Configure HDFS Input Component - Dataphin - Alibaba Cloud Documentation Center

The HDFS input component is used to read data from HDFS data sources. In scenarios where data from HDFS data sources is synchronized to other data sources, you need to first configure the data source read by the HDFS input component, and then configure the target data source for data synchronization. This topic describes how to configure the HDFS input component.

Prerequisites

An HDFS data source has been created. For more information, see Create HDFS Data Source.
To configure the properties of the HDFS input component, the account must have read-through permission for the data source. If you lack the necessary permissions, you need to request access to the data source. For more information, see Request Data Source Permission.

Procedure

In the top menu bar on the Dataphin home page, select Development > Data Integration.
In the top menu bar on the integration page, select Project (Dev-Prod mode requires selecting an environment).
In the left-side navigation pane, click Batch Pipeline. In the Batch Pipeline list, click the offline pipeline that needs to be developed to open its configuration page.
Click the Component Library in the upper right corner of the page to open the Component Library panel.
In the left-side navigation pane of the Component Library panel, select Input, find the HDFS component in the input component list on the right, and drag the component to the canvas.
Click the icon in the HDFS input component card to open the HDFS Input Configuration dialog box.

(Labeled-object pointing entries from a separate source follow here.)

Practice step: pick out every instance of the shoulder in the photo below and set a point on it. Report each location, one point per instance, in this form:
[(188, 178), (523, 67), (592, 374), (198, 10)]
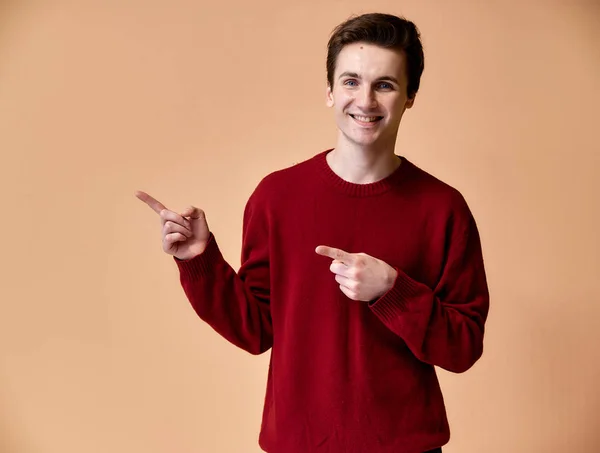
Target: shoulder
[(437, 196), (278, 183)]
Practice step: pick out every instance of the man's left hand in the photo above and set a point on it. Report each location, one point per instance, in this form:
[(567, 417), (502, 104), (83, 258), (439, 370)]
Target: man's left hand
[(360, 276)]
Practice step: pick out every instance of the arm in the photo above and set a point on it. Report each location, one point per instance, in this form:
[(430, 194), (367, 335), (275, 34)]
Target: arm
[(443, 326), (236, 305)]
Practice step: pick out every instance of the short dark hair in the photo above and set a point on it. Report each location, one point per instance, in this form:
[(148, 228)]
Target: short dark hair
[(383, 30)]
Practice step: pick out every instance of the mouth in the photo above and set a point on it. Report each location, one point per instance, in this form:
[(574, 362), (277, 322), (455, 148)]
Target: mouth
[(366, 120)]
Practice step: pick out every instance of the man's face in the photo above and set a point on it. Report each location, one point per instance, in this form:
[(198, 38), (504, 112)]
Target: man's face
[(369, 94)]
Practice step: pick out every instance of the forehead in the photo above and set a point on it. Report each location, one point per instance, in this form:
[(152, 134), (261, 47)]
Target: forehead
[(370, 60)]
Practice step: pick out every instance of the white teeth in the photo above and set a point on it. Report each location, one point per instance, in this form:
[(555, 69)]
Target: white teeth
[(366, 119)]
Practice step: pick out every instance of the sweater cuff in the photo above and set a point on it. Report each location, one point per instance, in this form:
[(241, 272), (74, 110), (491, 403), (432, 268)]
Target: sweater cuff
[(201, 265), (397, 300)]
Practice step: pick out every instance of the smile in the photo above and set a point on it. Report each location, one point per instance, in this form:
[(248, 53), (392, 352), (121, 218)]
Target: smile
[(366, 120)]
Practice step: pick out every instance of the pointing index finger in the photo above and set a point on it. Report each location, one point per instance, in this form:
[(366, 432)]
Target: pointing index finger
[(156, 205), (335, 254)]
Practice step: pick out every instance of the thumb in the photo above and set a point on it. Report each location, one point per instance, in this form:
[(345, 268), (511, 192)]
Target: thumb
[(192, 212)]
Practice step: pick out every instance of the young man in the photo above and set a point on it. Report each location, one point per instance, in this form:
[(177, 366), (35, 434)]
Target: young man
[(360, 271)]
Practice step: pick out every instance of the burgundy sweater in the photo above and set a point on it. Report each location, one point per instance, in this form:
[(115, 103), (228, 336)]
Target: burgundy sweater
[(348, 376)]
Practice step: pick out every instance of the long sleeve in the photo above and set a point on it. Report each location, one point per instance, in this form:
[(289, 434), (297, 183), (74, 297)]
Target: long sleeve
[(443, 326), (236, 305)]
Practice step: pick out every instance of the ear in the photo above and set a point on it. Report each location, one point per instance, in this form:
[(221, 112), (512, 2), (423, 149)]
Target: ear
[(329, 96)]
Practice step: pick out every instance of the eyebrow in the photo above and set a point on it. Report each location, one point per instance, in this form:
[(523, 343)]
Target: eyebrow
[(354, 75)]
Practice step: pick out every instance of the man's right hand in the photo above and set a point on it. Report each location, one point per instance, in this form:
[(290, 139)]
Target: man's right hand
[(184, 235)]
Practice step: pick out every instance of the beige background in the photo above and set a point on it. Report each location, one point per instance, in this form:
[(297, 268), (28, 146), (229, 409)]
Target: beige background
[(194, 102)]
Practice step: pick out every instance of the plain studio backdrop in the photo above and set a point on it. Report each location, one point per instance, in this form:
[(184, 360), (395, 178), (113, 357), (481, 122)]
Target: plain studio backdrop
[(194, 102)]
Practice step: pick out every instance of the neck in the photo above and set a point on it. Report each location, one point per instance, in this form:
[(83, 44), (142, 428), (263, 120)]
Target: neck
[(360, 165)]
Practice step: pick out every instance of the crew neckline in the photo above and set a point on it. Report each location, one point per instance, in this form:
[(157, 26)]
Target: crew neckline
[(361, 190)]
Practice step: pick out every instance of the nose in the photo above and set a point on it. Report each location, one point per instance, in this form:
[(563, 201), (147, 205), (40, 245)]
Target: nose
[(366, 99)]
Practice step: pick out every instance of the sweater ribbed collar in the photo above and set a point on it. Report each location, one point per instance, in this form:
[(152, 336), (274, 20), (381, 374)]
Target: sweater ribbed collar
[(361, 190)]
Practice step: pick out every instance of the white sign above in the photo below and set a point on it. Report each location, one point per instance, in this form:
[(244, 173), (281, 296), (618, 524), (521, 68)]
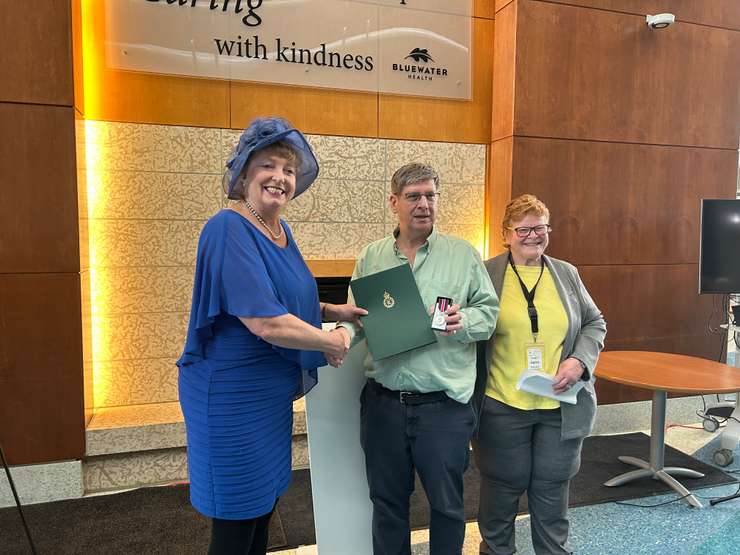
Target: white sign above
[(391, 46)]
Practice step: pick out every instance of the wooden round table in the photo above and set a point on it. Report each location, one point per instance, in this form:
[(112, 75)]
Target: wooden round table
[(661, 373)]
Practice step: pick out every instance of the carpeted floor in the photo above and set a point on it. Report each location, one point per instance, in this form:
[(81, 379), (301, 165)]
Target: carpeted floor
[(161, 520)]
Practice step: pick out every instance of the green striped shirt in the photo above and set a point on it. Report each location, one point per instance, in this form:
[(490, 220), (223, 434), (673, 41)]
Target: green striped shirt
[(444, 266)]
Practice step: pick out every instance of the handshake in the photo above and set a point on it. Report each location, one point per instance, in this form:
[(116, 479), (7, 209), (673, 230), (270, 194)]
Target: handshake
[(339, 338)]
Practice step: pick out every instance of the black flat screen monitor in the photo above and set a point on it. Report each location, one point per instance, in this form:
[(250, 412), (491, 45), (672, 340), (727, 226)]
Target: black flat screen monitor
[(719, 250)]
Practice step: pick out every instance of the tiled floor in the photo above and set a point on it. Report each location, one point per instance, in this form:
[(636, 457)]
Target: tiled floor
[(615, 529)]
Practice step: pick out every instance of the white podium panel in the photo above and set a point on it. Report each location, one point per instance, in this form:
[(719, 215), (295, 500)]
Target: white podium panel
[(341, 505)]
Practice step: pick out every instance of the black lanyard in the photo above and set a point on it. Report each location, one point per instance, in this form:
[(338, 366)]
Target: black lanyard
[(529, 295)]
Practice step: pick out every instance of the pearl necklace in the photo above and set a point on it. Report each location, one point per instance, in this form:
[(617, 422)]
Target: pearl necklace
[(274, 235)]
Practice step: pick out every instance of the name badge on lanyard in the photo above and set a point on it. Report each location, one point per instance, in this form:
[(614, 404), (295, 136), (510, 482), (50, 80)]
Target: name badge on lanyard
[(535, 356), (535, 351)]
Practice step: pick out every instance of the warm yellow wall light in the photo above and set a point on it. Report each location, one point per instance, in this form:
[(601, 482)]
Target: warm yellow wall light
[(92, 25)]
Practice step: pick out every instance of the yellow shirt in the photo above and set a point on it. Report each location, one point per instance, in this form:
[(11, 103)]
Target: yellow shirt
[(514, 332)]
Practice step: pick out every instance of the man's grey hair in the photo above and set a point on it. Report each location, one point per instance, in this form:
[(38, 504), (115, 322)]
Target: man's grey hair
[(411, 174)]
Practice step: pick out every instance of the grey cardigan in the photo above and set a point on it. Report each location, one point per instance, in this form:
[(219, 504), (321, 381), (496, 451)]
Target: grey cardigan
[(583, 340)]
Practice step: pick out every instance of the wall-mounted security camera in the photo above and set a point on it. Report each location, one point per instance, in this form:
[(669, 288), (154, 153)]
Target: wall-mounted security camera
[(660, 21)]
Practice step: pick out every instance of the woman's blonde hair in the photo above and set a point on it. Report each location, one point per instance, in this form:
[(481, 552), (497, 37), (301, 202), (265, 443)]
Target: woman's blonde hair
[(518, 208)]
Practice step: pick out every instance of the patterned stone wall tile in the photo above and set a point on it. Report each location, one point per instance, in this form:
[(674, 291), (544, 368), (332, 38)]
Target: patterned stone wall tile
[(462, 204), (473, 234), (143, 289), (116, 243), (349, 157), (136, 382), (134, 469), (81, 193), (41, 483), (329, 200), (154, 195), (127, 337), (84, 244), (147, 437), (160, 148), (330, 241), (135, 416), (455, 162), (299, 452)]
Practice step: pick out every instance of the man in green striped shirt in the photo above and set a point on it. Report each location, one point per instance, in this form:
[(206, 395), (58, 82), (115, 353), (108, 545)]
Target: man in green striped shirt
[(416, 413)]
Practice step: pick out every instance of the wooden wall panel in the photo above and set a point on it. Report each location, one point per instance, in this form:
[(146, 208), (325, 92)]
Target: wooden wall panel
[(648, 301), (484, 9), (499, 191), (37, 52), (504, 71), (39, 199), (318, 111), (41, 399), (430, 119), (501, 4), (593, 74), (634, 203), (650, 308), (718, 13)]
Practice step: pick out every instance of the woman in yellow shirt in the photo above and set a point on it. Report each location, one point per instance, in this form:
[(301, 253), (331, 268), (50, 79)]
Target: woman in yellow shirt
[(532, 442)]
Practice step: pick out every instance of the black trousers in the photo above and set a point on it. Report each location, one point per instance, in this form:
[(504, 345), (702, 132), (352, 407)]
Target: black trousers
[(240, 537), (434, 440)]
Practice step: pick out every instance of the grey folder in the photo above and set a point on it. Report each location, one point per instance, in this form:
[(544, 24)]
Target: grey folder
[(397, 320)]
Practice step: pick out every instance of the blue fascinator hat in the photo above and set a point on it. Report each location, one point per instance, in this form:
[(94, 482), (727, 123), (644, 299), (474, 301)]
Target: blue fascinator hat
[(261, 133)]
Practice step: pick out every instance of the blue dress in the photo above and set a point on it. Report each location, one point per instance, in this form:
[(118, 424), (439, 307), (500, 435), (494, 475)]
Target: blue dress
[(236, 390)]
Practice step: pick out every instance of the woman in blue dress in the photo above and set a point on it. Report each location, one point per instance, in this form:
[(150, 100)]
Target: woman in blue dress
[(254, 339)]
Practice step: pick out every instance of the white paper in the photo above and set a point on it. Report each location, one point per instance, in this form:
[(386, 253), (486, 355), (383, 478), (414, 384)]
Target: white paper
[(539, 383)]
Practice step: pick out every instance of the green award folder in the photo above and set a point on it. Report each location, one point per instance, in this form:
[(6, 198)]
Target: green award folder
[(397, 320)]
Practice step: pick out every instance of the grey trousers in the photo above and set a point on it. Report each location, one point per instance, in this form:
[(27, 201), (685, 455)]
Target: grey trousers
[(517, 451)]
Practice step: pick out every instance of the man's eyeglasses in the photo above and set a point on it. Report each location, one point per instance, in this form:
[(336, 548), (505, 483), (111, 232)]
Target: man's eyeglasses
[(539, 230), (415, 198)]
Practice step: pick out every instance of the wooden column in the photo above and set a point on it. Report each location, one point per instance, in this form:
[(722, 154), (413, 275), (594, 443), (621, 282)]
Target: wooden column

In the HDFS Input Configuration dialog box, configure the parameters.

Parameter	Description
Step Name	This is the name of the HDFS input component. Dataphin automatically generates the step name, and you can also modify it according to the business scenario. The naming convention is as follows: Can only contain Chinese characters, letters, underscores (_), and numbers. The name can be up to 64 characters in length.
Datasource	The drop-down list of data sources displays all HDFS-type data sources in the current Dataphin, including data sources for which you have read-through permission and those for which you do not. Click the icon to copy the current data source name. For data sources without read-through permission, you can click Request after the data source to request read-through permission for the data source. For more information, see Request Data Source Permission. If you do not have an HDFS-type data source, click Create Data Source to create a data source. For more information, see Create HDFS Data Source.
File Path	Enter the path where the file is located. Because the data source has already configured `NameNode`, there is no need to enter the `hdfs://<namenode>:<port>` prefix. You only need to enter the absolute path. For example, `/hadoop/input/file.txt`. The actual path accessed by the system is: `hdfs://<NameNode configured in the data source>:<IPC Port configured in the data source><file path entered>`.
File Type	Select the file type. The system supports the following File Types: Text, ORC, RC, Sequence, CSV, Parquet.
When File Does Not Exist	When the file being read does not exist, you can choose to ignore it or set the task to fail. Ignore: When the file being read does not exist, ignore the file and continue reading other files. Set Task To Fail: When the file being read does not exist, terminate the task and set it to fail.
When File Is Empty	When the file being read is empty, you can choose to ignore it or set the task to fail. Ignore: When the file being read is empty, ignore the file and continue reading other files. Set Task To Fail: When the file being read is empty, terminate the task and set it to fail.
Data Content Starting Line	This item needs to be configured when the file type is Text or CSV. The default is 1, starting from the first line as data content. If you need to ignore the first N lines, you can set the data content starting line to N+1.
File Encoding (optional)	Select the file encoding. The system supports the following File Encodings: UTF-8 and GBK.
Field Separator (optional)	This item needs to be configured when the file type is Text or CSV. Please fill in the separator between content fields in the file according to the actual storage situation. If not filled, the default is a comma (,).
Compression Format (optional)	Select the compression format of the file. The system supports the following compression formats: zip gzip bzip2
Output Fields	Displays the output fields. You can manually add output fields: Click Batch Add. JSON and TEXT formats are supported for batch configuration. Batch configuration in JSON format, for example: `[{ "index": 0, "type": "double", "name": "HDFS1" },` Note Index represents the field index introduced, type represents the field type after introduction. Name represents the field name. Batch configuration in TEXT format, for example: `0,HDFS1,Double 1,HDFS2,String` The row delimiter is used to separate information for each field. The default is a line feed (\n). It can support line feed (\n), semicolon (;), or period (.). The column delimiter is used to separate the field name and field type. The default is a comma (,). Click Create Output Field and fill in Column and select Type according to the page prompts. You can also perform the following operations on the added fields: Click the Actions column icon to edit existing fields. Click the Actions column icon to delete the existing field.

Click Confirm to complete the property configuration of the HDFS input component.